To simplify the wording let's just call the variables male
and female
.
The main question aside, this is not a typical test for interaction. By specifying:
$$wage = \beta_0 + \beta_1 male + \beta_2 male \times height + \epsilon$$
you are implicitly stating that height does not matter for female at all. Usually, a full interaction test should contain the variables that are used to compose the interaction:
$$wage = \beta_0 + \beta_1 male + \beta_2 height + \beta_3 male \times height + \epsilon$$
That way, the males have:
$$wage = \beta_0 + \beta_1 male + \beta_2 height + \beta_3 male \times height + \epsilon$$
And the females have:
$$wage = \beta_0 + \beta_2 height + \epsilon$$
In your version, the female will only have the constant (intercept), which could likely be a wrong specification.
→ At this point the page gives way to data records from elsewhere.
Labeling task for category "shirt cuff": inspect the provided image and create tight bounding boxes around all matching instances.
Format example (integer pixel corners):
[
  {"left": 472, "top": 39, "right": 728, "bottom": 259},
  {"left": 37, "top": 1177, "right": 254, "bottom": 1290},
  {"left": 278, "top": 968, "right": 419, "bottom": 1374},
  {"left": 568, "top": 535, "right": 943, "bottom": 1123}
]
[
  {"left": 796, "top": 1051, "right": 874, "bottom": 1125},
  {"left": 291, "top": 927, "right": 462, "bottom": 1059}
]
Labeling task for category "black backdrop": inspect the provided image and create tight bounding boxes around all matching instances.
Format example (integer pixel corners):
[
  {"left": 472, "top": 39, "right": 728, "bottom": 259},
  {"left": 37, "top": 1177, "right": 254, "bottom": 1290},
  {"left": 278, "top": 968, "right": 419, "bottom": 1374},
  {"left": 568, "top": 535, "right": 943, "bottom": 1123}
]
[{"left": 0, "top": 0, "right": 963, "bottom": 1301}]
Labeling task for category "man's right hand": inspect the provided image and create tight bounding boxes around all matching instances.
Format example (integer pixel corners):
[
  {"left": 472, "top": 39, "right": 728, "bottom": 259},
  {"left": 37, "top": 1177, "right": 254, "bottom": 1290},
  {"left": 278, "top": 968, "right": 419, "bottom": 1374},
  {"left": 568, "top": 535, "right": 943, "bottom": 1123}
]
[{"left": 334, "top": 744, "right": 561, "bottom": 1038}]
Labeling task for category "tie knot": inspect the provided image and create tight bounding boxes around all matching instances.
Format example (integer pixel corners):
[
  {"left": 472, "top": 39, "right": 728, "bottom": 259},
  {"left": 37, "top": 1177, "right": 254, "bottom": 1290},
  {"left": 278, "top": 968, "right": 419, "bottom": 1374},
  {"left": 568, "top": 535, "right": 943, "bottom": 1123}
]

Back to the question about:
wage = sex+ sex* height + reverse_sex * weight + constant + error
The actual interaction tests should then be:
$$wage = \beta_0 + \beta_1 male + \beta_2 height + \beta_3 male \times height + \beta_4 female + \beta_5 weight + \beta_6 female \times weight + \epsilon$$
A couple points here. First, male and female are completely collinear so one of them will be omitted:
$$wage = \beta_0 + \beta_1 male + \beta_2 height + \beta_3 male \times height + \beta_4 weight + \beta_5 female \times weight + \epsilon$$
For males, these terms remain:
$$wage = \beta_0 + \beta_1 male + \beta_2 height + \beta_3 male \times height + \beta_4 weight + \epsilon$$
For females, these terms remain:
$$wage = \beta_0 + \beta_2 height + \beta_4 weight + \beta_5 female \times weight + \epsilon$$
So, it's technically fine, the $\beta_5$ is still the extra "effect" of weight for female.
Second, this is unnecessarily complicating everything because your proposed model:
$$wage = \beta_0 + \beta_1 male + \beta_2 height + \beta_3 male \times height + \beta_4 weight + \beta_5 female \times weight + \epsilon$$
is essentially the same as:
$$wage = \beta_0 + \beta_1 male + \beta_2 height + \beta_3 male \times height + \beta_4 weight + \beta_5 male\times weight + \epsilon$$
The $\beta_5$ will likely flip sign, but the magnitude is the same. It's basically the difference in slopes between males and females. If males' slope is $a$ smaller than females'; females' slope is $a$ bigger than males'. You'll also find the t-statistic will also flip sign, but p-values are the same. There is no need to split hair here.
Let's say I only wanted to investigate how weight affects wage on
females, but not males. Would it be possible to incorporate this in
one equation? Or would I need a separate regression for each sex?
So, let's just actually show it:
set.seed(81226)
male <- sample(c(1,0), 100, replace=T)
female <- 1 - male
weight <- rnorm(100, 150, 35)
wage <- 25000 - 5 * weight + 1 * male + 2.5 * (male * weight) +
rnorm(100, 0, 100)
m01 <- lm(wage ~ male + weight + male*weight)
summary(m01)
m02<- lm(wage ~ female + weight + female*weight)
summary(m02)
plot(weight, wage, pch=16, col=(male+1))
lines(weight[female==1], m01$fitted[female==1])
lines(weight[male==1], m01$fitted[male==1], col="red")
The first regression using male is:
Coefficients:
Estimate Std. Error t value Pr(>|t|)
(Intercept) 24995.6097 55.7790 448.118 < 2e-16 ***
male 83.2834 73.5968 1.132 0.261
weight -5.0967 0.3627 -14.053 < 2e-16 ***
male:weight 2.0805 0.4723 4.405 2.75e-05 ***
The second regression using female is:
Coefficients:
Estimate Std. Error t value Pr(>|t|)
(Intercept) 25078.8931 48.0124 522.342 < 2e-16 ***
female -83.2834 73.5968 -1.132 0.261
weight -3.0162 0.3026 -9.969 < 2e-16 ***
female:weight -2.0805 0.4723 -4.405 2.75e-05 ***
Graphically, the relationship is:
The red is males, and the black is female. In the first model, female only got the coefficient -5.0967, that is the slope of the black line. The slope of the red line has an adjustment of 2.0805, which is (-5.0967 + 2.0805). The 2.0805 is then the "difference in slopes," aka, the interaction. If both lines are parallel, effect of weight on wage is the same for both sex.
Now, the second model uses female. The slope for males is -3.0162, which is actually just (-5.0967 + 2.0805) from above. The females' slope has a further adjustment of -2.0805 (notice the sign flip), ending up with -5.0967.
I hope this helps clarifying that your question "effect of weight on female" is the same as "absence of such effect of weight on male." Your proposed question sounds making sense, but to people who understand regression it is closer to a needless gesture: if males got a benefit, the females would of course suffer from the same magnitude of penalty.